In a few days, with advice and contacts from John, I went on to Nashville, Tennessee, then to the SNCC headquarters in Atlanta, Georgia, only to be told by the woman who opened the door that “everybody” was down in Albany. Rather than take a segregated seat on the Atlanta-Albany bus, with whites sitting in front, blacks in the rear, I stood. The only other person standing was a nattily dressed black man who suggested I not try to reach the colored half of town at night. That turned out to be Wyatt Tee Walker, one of Dr. King’s lieutenants. It was a hot and humid night, with bugs flying in the bright lights of the Albany Greyhound station. An overweight policeman stood in front of me as I stepped off the bus. [...]
Then I made one walk downtown too many. As I passed the small cinderblock Cleveland police station, an officer stepped out from the parking lot and pulled me inside. I sat across from the chief as he politely explained to me that “in order to engage in the practice of photography” in Cleveland I needed to post a $1,000 bond. He opened a book of ordinances and pointed to the line. Outside in the parking lot, the policeman who had pulled me in was waiting. Clearly agitated, he explained with deep emotion that “we don’t mix the races down here.” He was sweating and rocking back and forth. Bizarre as it sounds, Frank Smith had told me that if I got into trouble I should just say I was black. This was apparently a common SNCC ruse, but it escaped me that I was supposed to say that it was a black woman who numbered among my recent ancestors. “As a matter of fact,” I said, “my grandfather was colored.” The policeman went completely crazy, reached for the gun on his belt, and said he would kill me right there on the spot.

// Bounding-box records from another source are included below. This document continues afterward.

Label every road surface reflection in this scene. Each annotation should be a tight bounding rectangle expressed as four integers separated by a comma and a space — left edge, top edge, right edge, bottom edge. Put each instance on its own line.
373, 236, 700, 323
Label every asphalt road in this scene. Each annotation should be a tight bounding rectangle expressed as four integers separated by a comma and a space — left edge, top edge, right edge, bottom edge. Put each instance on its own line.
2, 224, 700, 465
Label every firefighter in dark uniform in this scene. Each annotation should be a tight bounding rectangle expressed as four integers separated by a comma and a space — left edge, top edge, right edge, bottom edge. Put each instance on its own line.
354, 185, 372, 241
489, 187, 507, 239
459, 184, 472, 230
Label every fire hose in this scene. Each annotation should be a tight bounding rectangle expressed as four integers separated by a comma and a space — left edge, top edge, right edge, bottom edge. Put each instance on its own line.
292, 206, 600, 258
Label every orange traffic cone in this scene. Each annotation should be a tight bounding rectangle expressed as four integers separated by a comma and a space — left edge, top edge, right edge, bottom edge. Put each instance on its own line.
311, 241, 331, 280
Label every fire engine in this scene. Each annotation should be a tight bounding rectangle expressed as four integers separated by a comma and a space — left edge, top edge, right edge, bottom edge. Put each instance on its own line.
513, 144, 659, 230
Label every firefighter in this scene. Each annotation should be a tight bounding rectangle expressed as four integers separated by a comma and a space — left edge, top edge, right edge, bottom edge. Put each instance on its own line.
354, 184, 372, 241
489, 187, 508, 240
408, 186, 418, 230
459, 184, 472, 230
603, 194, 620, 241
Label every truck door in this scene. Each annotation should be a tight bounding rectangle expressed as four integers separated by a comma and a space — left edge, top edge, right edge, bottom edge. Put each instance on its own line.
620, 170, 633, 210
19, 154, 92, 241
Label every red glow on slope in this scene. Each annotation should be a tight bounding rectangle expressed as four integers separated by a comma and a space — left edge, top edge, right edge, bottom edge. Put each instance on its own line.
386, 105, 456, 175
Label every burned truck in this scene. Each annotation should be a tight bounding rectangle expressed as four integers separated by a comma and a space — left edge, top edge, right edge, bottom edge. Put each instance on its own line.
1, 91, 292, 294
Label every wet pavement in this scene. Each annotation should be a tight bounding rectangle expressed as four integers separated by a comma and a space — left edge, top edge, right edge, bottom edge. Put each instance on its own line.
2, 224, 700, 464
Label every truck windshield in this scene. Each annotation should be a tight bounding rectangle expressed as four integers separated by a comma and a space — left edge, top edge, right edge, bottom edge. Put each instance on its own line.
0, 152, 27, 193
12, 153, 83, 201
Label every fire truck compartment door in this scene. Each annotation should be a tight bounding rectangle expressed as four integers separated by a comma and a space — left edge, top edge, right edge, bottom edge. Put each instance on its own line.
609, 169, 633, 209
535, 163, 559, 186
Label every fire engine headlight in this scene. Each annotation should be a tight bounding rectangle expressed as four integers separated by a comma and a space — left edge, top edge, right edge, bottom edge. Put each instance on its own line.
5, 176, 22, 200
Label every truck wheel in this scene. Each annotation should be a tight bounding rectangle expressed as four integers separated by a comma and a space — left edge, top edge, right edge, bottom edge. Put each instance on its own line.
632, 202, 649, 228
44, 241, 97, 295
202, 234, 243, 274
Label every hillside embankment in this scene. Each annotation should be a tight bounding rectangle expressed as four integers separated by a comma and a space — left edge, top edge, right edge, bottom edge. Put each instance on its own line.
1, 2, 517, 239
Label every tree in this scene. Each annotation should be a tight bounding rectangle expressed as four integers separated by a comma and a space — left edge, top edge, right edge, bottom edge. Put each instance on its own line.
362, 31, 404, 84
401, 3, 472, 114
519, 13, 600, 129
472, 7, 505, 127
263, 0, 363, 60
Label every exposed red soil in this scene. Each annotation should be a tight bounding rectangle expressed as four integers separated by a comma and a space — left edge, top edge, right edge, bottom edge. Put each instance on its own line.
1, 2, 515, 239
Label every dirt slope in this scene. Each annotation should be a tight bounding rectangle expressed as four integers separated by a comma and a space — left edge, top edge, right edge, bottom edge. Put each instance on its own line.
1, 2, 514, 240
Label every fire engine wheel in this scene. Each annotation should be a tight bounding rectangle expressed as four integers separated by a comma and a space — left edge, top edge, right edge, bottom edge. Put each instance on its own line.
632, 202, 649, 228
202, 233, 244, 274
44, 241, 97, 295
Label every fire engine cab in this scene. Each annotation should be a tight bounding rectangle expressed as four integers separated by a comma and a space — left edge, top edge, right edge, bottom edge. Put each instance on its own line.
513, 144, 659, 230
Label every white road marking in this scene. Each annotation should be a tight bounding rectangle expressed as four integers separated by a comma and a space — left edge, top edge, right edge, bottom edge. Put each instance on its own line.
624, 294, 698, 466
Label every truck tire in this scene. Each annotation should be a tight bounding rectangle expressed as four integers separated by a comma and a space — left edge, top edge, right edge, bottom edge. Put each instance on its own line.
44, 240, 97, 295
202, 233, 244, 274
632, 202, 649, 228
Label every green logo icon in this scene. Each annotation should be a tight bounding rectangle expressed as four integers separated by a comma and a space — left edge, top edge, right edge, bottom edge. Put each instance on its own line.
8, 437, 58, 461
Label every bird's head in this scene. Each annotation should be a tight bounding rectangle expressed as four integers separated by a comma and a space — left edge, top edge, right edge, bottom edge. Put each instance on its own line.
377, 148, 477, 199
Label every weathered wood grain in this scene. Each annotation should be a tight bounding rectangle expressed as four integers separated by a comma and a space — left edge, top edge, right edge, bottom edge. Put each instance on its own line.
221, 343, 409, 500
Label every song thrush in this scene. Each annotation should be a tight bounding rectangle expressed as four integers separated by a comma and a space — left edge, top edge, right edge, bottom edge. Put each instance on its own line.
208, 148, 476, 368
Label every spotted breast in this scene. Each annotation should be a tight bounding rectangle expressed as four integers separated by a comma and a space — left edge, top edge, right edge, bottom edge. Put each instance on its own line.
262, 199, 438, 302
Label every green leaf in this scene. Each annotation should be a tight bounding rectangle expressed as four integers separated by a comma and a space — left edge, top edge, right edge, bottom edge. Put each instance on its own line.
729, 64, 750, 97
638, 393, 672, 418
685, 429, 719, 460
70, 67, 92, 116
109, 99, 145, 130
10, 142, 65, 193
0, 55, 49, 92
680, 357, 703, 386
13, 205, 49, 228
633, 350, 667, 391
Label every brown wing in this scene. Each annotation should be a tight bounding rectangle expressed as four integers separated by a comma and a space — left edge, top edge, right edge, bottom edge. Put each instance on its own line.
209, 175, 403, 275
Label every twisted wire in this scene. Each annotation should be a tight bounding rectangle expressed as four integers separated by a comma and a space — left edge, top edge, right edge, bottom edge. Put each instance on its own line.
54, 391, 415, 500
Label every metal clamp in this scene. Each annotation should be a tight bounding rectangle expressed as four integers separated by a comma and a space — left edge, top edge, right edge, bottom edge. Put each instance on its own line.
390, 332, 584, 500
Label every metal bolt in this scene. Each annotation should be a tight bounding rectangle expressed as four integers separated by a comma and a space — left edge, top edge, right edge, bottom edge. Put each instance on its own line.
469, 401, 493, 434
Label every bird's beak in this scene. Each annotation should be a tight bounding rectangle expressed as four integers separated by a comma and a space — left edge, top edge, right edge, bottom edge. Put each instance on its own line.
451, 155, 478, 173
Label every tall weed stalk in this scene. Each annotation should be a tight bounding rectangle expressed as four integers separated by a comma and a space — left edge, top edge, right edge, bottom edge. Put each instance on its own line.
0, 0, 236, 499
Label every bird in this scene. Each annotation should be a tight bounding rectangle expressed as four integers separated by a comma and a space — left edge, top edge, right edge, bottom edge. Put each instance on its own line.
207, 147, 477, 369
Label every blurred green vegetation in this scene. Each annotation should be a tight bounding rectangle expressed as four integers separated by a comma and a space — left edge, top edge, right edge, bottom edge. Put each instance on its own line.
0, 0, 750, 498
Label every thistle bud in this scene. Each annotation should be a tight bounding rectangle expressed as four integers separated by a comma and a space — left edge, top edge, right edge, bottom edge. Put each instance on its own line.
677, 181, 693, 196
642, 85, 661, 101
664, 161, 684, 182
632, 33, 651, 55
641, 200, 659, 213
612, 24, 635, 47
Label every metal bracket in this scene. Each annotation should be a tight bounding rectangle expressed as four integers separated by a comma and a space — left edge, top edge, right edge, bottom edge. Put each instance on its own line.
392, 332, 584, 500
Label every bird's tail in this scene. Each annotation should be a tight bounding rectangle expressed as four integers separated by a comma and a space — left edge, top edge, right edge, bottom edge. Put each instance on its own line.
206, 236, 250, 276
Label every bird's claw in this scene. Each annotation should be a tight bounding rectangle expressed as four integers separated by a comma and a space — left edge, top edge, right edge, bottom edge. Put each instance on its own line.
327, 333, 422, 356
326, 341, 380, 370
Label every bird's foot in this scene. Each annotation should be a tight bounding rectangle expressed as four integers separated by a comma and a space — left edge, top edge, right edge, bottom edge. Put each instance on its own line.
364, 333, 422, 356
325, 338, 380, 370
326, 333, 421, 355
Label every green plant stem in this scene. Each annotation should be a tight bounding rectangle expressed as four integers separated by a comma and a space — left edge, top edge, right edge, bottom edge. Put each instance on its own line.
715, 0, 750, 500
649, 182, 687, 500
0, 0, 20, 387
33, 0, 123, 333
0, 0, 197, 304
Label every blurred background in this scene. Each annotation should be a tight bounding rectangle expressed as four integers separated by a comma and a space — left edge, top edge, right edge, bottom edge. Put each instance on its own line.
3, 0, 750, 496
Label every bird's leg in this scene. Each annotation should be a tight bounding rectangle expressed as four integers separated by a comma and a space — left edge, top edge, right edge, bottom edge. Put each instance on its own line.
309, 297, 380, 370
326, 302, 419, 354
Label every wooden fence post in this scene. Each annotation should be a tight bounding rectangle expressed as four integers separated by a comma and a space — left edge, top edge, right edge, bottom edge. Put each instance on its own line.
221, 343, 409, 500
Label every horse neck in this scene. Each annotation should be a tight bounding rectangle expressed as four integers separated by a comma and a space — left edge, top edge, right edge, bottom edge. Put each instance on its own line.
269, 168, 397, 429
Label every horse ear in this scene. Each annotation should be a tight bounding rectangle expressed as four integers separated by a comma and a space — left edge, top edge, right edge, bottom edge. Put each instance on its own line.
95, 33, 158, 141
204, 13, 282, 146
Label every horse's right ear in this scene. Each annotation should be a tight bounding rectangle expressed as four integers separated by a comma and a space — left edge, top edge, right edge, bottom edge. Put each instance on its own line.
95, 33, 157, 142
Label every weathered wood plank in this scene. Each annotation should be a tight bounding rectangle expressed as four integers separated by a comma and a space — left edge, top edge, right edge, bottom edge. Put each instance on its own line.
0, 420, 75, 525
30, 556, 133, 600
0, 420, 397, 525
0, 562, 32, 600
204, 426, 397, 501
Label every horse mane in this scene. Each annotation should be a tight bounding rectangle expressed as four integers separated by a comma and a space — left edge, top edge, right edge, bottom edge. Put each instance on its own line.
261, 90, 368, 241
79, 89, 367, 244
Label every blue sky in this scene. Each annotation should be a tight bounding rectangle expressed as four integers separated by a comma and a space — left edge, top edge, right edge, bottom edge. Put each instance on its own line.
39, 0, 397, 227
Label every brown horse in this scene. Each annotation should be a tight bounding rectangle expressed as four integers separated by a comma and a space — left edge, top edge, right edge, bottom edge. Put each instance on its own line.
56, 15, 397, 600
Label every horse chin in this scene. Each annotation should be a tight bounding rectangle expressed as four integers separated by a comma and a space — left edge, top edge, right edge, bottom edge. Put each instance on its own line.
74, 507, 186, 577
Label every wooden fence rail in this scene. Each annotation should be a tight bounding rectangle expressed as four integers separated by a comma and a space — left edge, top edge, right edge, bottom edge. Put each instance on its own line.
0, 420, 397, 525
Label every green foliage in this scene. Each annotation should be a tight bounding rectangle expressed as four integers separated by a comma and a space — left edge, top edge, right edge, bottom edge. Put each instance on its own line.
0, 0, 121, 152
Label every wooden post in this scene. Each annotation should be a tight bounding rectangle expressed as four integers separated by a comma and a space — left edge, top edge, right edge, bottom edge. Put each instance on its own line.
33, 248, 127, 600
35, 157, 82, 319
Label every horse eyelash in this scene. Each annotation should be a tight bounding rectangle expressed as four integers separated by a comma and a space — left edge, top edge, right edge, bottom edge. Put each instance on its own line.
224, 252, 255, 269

I thought he meant it. [...]
When the summer project of 1964 started, bringing a thousand mostly white Northern college students into Mississippi, I didn’t particularly want to go. For one thing, there were now many other people photographing the movement. For another, I thought voter registration was a bore. I found direct action, sit-ins, and marches, all of which often led to arrests, more exciting to photograph. Then, on June 21, a week before the project started, two workers and a summer volunteer were spotted changing a flat tire outside of Philadelphia, Mississippi, and taken to jail while the sheriff gathered the Klan to plan their murder. James Chaney was a black Congress of Racial Equality (CORE) worker from Meridian. He died, along with his best friend, a professional organizer with CORE from New York City named Mickey Schwerner, and Andy Goodman, a Queens College student and summer volunteer who had been in the South two days. A black Southerner and two Jewish boys from New York were lynched for trying to register African Americans to vote in a state that had lost the Civil War—but won back the power over their former slaves twenty years later by denying the right to vote through terror.